A new innovation in the last decade has been “branded beef.” Some companies have begun wrapping cuts and selling them under a brand name. At one time beef was a “commodity,” sold by the pound, priced by the type of cut, all beef created equal, from the Argentine Pampas, Denmark, The Great Desert of Australia, or the U. S. Midwest. In recent years foreign beef has not been sold as much in the U. S., and now someone has found that people will pay more for beef wrapped in cellophane or plastic with a label on it, so that seems to be the way of the future. Elimination of small competitors is the rule of business, down to the three companies needed to avoid running afoul of the monopoly laws. It appears the future for feedlots is to prepare their animals to strict specifications written by the slaughter companies, and in turn the feed lots will control the calf producers. So much for the old free way of life of the farmer-rancher.

There are only two other industrial scale farming scenarios in West Virginia at this time. One is chickens, broilers and layers. The farmer provides land, buildings, labor including medical attention, and disposal of manure and dead birds. The company provides baby chicks, feed and a market. The farmer is locked into a deal that the company controls entirely. The broilers reach maturity in 12 to 14 weeks, and require little more than a pound of feed for each pound of chicken.

The breeding of the broiler chicks supplied to the farmers all over the country is almost as close as if they were clones. One of the most important characteristics is that they are able to survive crowded together in huge numbers. The chickens my Dad raised would kill each other if they were crowded like the ones today. Disposal of the manure is a major problem. Chicken farmers will truck it one hundred fifty miles or more for use as fertilizer, charging only for transportation

(Illustration 55-4)

A Lost Creek heirloom, the Benjamin Bassile house

The other business that is conducted on large scale is the apple business in the eastern panhandle, I know little about it, except the land is very expensive, and it is being sold for development since the area is so near Washington. Dad used to take his truck over to the eastern panhandle to get apples and peaches, which he would sell to the extended family and others. Some of this is still done.
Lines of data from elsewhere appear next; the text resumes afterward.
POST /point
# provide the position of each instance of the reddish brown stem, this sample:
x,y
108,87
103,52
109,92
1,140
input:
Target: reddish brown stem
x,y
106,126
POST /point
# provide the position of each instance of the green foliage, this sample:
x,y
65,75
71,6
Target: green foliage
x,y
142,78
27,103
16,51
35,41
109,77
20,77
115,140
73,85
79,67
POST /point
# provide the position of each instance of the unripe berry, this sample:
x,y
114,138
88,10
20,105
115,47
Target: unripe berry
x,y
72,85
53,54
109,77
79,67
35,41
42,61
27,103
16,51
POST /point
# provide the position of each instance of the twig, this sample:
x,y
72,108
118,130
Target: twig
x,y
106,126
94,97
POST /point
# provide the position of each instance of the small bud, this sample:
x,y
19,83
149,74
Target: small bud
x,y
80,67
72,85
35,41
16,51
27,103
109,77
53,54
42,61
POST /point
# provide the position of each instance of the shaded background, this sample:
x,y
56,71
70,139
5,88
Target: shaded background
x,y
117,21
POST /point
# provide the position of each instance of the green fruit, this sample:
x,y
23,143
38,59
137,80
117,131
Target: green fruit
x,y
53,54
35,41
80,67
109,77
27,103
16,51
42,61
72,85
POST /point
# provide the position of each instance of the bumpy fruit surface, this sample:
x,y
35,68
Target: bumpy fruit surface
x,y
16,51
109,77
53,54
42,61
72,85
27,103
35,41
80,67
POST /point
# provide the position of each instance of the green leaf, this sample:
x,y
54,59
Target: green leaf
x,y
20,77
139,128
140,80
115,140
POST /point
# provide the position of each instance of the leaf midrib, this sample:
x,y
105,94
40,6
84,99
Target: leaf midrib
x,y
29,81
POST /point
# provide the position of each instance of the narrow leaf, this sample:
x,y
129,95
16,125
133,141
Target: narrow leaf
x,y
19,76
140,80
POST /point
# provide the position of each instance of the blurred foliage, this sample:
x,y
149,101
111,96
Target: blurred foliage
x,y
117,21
The smaller agricultural industries (I mean exporting industries) are veal barns (mentioned above), lamb and wool production and fish culture (trout is a specialty). All else is very minor. I might say that lamb production is different in that many lambs are finished (fattened to butcher) on the farm.

Aside A fairly typical summer day would go somewhat like this: Up at 6-6:15, breakfast of cereal, fruit and medicine. Read the journal Science while eating and for a while after. Turn on the computer and check the weather. Esther watches TV, so I get snatches of news. Try to be on the job by 8:00 unless working with cattle, in which case it would be 7:00, because the cattle are more sensitive to heat than people are (they don’t sweat). You like to have the cattle work done by noon.

It usually takes half an hour to get tools or machines ready for the day before starting time, if you haven’t done it the evening before. Mornings are cooler, so heavy labor is done in the morning – set posts, use the over the shoulder brush cutter, long walks, etc. Come in for lunch at 12:00 to 12:30. Nap for an hour after lunch. Then tractor work (most often), or go for parts, or to the feed store. In for supper a little before 6:30, watch news while eating. Thank wife for good, hearty meal, which it always is.

After supper check cows and gates at the Sutton place on four wheeler, and do odd jobs with tools that can be carried there on the four wheeler, and be in by dark.

Spend evening on the net, checking on the world, and writing, maybe watch a little TV, bed at 11:00 to11:30. (I am sixty eight years old as this is written.